Paul Gorguloff


Paul Gorguloff, originally Pavel Timofeyevich Gorgulov was a Russian émigré who assassinated French President Paul Doumer at a book fair at the Hôtel Salomon de Rothschild in Paris on May 6, 1932.

Early life

Gorguloff was born in Labinskaya in the Kuban region of Russia. He studied medicine before he served in the First World War in which he was badly wounded in the head. During the Russian Revolution of 1917, he served with the White Russian Army against the Bolsheviks, before emigrating to Prague in Czechoslovakia, where he completed his studies. He was later expelled from Czechoslovakia for practising abortion, which was then illegal.
He moved to Paris and then to Nice, where in 1931, he was again found to be committing illegal medical acts and was threatened with expulsion. He applied for a permit to live in Monaco, which was accepted, and he lived there until 4 May 1932.

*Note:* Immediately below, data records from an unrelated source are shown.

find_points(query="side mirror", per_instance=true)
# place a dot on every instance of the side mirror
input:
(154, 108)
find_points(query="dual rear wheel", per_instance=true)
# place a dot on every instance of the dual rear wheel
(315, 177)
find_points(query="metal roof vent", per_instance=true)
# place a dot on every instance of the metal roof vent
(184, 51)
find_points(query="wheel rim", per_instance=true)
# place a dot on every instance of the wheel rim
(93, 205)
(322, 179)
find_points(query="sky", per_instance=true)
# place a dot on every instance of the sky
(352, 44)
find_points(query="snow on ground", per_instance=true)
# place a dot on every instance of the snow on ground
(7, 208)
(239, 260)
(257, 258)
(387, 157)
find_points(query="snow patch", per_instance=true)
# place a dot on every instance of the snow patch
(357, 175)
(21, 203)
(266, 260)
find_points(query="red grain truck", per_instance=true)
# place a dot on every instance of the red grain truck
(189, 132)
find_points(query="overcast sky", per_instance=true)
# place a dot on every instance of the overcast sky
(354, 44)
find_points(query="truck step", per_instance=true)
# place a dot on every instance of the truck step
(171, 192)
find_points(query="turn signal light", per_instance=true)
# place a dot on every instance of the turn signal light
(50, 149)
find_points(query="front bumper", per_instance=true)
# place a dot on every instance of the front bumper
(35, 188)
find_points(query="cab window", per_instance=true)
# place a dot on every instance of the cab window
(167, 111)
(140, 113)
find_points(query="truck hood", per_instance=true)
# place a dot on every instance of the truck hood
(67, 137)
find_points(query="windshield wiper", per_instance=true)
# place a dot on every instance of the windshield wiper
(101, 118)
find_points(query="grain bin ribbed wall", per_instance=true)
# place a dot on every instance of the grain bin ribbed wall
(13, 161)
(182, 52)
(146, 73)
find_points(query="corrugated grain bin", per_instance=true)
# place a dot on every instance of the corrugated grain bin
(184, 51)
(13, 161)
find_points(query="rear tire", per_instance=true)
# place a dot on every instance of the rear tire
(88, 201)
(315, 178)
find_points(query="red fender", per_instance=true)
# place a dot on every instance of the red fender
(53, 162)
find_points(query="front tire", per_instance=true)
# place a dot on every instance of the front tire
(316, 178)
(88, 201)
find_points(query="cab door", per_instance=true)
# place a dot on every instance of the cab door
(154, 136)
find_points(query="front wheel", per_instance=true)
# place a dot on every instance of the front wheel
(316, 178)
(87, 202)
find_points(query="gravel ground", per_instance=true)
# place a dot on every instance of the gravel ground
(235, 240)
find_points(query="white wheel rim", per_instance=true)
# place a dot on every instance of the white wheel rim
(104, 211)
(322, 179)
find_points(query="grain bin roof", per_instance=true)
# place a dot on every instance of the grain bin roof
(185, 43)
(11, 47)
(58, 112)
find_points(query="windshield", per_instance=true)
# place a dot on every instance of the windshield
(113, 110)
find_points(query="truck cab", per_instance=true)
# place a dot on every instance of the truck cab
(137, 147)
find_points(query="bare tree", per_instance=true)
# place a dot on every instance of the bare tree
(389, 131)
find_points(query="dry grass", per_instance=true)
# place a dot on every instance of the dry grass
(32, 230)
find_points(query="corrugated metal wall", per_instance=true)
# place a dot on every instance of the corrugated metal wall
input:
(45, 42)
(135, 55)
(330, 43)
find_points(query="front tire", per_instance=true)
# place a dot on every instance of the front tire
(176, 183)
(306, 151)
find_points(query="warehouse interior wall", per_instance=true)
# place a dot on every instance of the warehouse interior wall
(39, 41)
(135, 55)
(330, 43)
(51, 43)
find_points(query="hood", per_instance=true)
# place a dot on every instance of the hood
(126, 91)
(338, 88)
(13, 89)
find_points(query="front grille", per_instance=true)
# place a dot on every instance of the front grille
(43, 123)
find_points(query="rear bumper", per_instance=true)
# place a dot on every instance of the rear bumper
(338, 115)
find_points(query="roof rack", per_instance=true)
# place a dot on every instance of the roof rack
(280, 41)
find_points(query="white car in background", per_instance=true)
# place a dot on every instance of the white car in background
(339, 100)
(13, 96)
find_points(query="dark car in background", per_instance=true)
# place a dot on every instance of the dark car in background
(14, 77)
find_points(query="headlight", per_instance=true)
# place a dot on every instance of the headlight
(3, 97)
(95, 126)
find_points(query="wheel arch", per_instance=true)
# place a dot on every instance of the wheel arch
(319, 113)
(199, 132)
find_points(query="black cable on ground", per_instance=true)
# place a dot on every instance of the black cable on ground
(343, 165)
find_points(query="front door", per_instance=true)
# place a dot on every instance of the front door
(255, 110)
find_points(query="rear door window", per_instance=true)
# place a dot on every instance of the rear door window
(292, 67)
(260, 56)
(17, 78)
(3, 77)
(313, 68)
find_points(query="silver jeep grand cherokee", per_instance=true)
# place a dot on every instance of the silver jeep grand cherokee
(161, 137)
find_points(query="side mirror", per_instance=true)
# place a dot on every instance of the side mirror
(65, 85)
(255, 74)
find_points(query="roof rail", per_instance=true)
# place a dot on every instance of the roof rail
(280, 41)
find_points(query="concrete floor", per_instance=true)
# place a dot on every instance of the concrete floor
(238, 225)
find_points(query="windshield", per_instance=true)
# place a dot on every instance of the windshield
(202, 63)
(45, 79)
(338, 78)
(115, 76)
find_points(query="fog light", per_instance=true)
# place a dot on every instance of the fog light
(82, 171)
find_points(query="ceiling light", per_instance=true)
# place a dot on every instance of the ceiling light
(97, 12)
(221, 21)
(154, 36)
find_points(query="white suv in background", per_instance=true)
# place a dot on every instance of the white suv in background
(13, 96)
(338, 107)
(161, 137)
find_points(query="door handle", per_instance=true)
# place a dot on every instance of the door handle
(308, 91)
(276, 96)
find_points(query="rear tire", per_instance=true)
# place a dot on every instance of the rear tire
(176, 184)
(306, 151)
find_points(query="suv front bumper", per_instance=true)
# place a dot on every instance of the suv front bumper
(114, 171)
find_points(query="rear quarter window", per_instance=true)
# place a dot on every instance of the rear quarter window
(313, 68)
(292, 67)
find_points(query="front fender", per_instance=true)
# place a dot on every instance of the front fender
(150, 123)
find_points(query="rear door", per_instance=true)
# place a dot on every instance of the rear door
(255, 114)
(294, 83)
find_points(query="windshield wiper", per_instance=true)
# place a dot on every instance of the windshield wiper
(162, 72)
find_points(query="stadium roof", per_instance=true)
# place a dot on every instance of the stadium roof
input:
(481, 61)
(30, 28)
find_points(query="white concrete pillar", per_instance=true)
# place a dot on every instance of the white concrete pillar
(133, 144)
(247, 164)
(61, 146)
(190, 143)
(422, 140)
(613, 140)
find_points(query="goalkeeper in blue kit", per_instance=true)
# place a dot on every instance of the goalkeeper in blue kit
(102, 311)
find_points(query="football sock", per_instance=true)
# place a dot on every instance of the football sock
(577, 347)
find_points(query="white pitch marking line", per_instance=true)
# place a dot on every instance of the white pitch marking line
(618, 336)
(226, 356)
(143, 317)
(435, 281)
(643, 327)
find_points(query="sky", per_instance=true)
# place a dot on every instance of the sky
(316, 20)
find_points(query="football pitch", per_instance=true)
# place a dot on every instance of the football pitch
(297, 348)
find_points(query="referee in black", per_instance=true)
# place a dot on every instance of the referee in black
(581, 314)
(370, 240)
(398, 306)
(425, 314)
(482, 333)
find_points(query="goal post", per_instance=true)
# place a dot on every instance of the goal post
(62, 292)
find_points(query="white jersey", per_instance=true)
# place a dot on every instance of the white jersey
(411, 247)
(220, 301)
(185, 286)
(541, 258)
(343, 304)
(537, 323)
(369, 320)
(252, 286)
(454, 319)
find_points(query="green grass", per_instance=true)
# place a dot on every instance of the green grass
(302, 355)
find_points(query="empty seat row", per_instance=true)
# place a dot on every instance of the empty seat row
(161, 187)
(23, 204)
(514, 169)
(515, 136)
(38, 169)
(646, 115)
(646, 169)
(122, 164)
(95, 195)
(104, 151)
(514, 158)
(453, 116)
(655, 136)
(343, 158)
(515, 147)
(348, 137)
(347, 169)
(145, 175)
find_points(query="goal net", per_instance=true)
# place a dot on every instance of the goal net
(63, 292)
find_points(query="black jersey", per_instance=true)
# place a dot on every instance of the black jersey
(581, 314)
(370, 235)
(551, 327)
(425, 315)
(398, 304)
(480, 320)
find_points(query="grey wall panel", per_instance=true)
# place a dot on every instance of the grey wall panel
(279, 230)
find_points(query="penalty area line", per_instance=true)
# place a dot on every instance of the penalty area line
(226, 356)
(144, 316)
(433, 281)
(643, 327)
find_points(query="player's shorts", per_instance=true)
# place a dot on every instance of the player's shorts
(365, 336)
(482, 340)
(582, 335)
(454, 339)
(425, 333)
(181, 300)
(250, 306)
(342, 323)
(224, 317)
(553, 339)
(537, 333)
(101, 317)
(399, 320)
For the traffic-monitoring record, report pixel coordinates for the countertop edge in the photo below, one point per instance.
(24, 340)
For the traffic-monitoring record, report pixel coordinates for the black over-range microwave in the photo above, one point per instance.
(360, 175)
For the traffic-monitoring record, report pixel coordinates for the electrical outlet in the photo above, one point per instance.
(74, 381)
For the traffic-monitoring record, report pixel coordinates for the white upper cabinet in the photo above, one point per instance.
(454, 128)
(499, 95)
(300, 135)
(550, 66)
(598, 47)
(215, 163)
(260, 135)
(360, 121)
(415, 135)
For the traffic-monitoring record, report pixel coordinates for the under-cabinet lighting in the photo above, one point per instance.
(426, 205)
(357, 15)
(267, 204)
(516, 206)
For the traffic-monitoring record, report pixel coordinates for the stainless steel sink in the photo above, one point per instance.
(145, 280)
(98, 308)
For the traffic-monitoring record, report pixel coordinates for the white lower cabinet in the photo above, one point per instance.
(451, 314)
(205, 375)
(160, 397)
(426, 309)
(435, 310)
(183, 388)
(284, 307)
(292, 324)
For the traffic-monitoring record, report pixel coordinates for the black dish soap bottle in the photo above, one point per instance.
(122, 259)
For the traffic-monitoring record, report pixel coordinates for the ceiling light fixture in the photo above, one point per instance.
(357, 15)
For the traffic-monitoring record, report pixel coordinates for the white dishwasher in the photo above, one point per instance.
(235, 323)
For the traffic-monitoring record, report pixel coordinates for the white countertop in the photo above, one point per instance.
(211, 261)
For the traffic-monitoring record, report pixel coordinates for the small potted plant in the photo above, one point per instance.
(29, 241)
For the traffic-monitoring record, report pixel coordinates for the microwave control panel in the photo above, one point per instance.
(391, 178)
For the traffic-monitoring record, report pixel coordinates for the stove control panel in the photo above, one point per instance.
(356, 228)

Assassination of Paul Doumer

On May 6, 1932, a book fair was being held at the Hôtel Salomon de Rothschild in Paris, and the President of France, Paul Doumer, was present.
Gorguloff arrived at the hotel concealing a Browning FN Model 1910 gun. He then approached the President from behind, pulled out his gun and fired three shots. Two of them hit the President, one in the back of the head and the other in the right armpit. The President fell to the floor. He was rushed to the Beaujon Hospital in Paris but died the next day. One of the authors at the exhibition, Claude Farrère, managed to wrestle with Gorguloff until the police arrived. Gorguloff's motive for the murder was that he believed that France had failed to support the White Movement in Russia against Bolshevism.
Gorguloff was arrested and brought to trial at the Assize Court on 25 July 1932. Two days later, after rejecting the idea that he was insane, the jury condemned Gorguloff to death. On 20 August, the Court of Cassation, France's final appeal court, rejected a defence of insanity. On 14 September, Gorguloff was executed at La Santé prison in Paris by guillotine. His last words were "Россия, моя страна!".
The gun used in the assassination is now in the Musée des Collections Historiques de la Préfecture de Police in Paris.